The days grow shorter, the beaches along the coast are gradually abandoned, “green days” fill the radio, the sun no longer burns the skin: it’s September, harvest time.
The cellars of Alessandro di Camporeale are in full ferment. The day begins at 7 A.M. with the picking, entirely by hand, of the crop. The white grapes are past history. Indeed, are already wine! Now it is Syrah time. The dark bunches are deposited into the baskets and within a few hours will already be in the cellars, avoiding with this rapidity the beginning of fermentation processes. In the cellars the grapes are destemmed and washed.
State-of-the-art equipment assures whole berries, which pass directly through tubes into the fermentation tanks
It is there that the magic happens: the proper play of temperatures and the calculated addition of selected yeasts transform the sweet must into full-bodied reds and fragrant whites.

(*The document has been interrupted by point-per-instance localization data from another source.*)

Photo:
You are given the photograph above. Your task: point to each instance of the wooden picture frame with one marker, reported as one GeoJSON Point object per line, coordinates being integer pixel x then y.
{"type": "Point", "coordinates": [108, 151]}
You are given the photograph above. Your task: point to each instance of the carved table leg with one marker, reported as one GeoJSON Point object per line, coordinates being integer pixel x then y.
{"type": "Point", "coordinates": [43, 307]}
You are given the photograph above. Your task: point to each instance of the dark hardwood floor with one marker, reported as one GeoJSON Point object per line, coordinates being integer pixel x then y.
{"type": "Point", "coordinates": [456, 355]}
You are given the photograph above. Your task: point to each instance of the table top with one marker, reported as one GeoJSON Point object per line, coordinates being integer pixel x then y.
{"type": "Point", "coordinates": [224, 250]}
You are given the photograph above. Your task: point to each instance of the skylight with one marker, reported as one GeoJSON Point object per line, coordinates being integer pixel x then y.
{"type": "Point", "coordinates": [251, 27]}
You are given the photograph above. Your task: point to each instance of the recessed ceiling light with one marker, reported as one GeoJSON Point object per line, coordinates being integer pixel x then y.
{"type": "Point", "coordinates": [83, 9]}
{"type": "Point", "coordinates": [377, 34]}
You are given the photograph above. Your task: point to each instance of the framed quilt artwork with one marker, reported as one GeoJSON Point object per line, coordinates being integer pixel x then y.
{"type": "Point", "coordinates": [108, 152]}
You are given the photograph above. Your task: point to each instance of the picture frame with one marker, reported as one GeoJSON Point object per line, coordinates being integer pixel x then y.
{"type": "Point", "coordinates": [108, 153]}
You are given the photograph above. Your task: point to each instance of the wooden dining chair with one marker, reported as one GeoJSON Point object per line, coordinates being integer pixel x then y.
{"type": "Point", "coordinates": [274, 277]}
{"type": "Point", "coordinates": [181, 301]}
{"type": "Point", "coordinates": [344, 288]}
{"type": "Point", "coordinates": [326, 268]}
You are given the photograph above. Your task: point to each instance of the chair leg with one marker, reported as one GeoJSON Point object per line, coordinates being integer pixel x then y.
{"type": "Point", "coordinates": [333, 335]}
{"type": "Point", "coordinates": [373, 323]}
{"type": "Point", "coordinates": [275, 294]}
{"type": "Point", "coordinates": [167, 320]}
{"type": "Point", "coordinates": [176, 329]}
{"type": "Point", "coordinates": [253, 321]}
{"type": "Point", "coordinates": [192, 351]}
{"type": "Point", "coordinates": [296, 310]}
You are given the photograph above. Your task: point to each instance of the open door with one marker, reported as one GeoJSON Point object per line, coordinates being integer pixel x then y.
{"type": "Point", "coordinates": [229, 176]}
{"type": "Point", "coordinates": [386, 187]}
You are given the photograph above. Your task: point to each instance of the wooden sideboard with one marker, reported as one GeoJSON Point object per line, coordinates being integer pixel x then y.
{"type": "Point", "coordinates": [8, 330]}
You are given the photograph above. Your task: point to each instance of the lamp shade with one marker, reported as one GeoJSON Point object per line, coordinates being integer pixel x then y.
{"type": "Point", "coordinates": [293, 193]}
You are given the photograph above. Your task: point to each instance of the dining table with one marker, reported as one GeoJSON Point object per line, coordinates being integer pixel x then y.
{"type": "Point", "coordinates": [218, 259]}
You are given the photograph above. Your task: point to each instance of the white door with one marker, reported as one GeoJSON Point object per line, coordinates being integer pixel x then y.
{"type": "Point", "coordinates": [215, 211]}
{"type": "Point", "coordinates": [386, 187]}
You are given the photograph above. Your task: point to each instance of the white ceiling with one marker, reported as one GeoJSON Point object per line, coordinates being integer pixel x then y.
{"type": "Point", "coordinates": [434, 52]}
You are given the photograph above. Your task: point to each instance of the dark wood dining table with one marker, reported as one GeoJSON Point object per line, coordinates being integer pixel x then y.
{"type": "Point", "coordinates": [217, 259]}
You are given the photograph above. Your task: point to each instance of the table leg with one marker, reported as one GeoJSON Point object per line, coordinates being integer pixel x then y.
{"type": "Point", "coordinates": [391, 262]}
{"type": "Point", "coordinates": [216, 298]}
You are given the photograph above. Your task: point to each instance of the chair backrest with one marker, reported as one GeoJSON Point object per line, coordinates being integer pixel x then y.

The tastings from the tanks left us enthusiastic indeed: the Sauvignon Blanc was redolent of grapefruit while the Grillo cultivated at the Mandranova estates releases notes of tropical fruit. But, more than anything else, we are struck by the crisp Catarratto, a truly interesting wine which many are getting to know and to love. The grapes come from the highest vineyard, at almost 2000 feet (600 meters) above sea level on a hill which dominates the valleys below. A white wine which, every year, is more and more convincing and greatly pleases its creator, young Benedetto Alessandro, our exceptional guide in this fascinating tour of vineyards and cellar.
Once the Syrah harvest is done it will be the turn of Nero d’Avola and the late-harvest grapes, and at the point it will be possible to sum up the 2016 vintage which, up until now, has given us pleasurable, fruity, and aromatic surprises. Cheers!